As I was scooting across the floor to call my neighbours, I was reminded of how I had neglected to find new emergency contacts. I had known for a couple of weeks that Laura and Andrew were leaving the building, and I still hadn’t come up with another plan. Their moving date was in two days.
Laura answered. (Unfortunately) her husband was not home to help me, and I knew she wouldn’t be able to lift me up, being 8 months pregnant. She came anyway to turn off my stove. We then thought up possible solutions to get me back on my feet. She offered to get a friendly neighbour in her end of the hall, but I thought it might be a good opportunity to take Mario up on his offer. He had startled me, one day many months ago, when he addressed me by name as we were chitchatting in the elevator. When I asked how he knew my name, he said that he had inquired about me at the management office because he was concerned about my safety, especially since the new neighbours across from me had had some pretty violent fights that had spilled into the hall. The thought that strangers were looking out for me had really warmed my heart.
Laura went to get him across the hall. A few minutes later, he had lifted me up and given me his number in case I needed his help again. He told me his wife worked from home during the day and he was always available in the evenings, and that I should never hesitate to call.
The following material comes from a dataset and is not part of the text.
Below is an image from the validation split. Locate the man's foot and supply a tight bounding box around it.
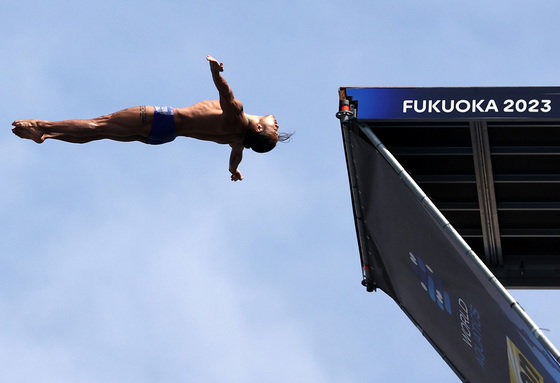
[12,120,45,144]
The perfect end to a perfect day.
Good luck or bad luck? The PD day, Fernand’s absence, the fall, the bruised temple, Andrew being away…it all turned out positive. The winning streak goes on. I’ll try to keep that in mind as September approaches. I’ve been assigned a split-grade—a teacher’s tragedy—for next year. I was devastated by the news at first, but now I’m thinking, it might not be such bad luck after all.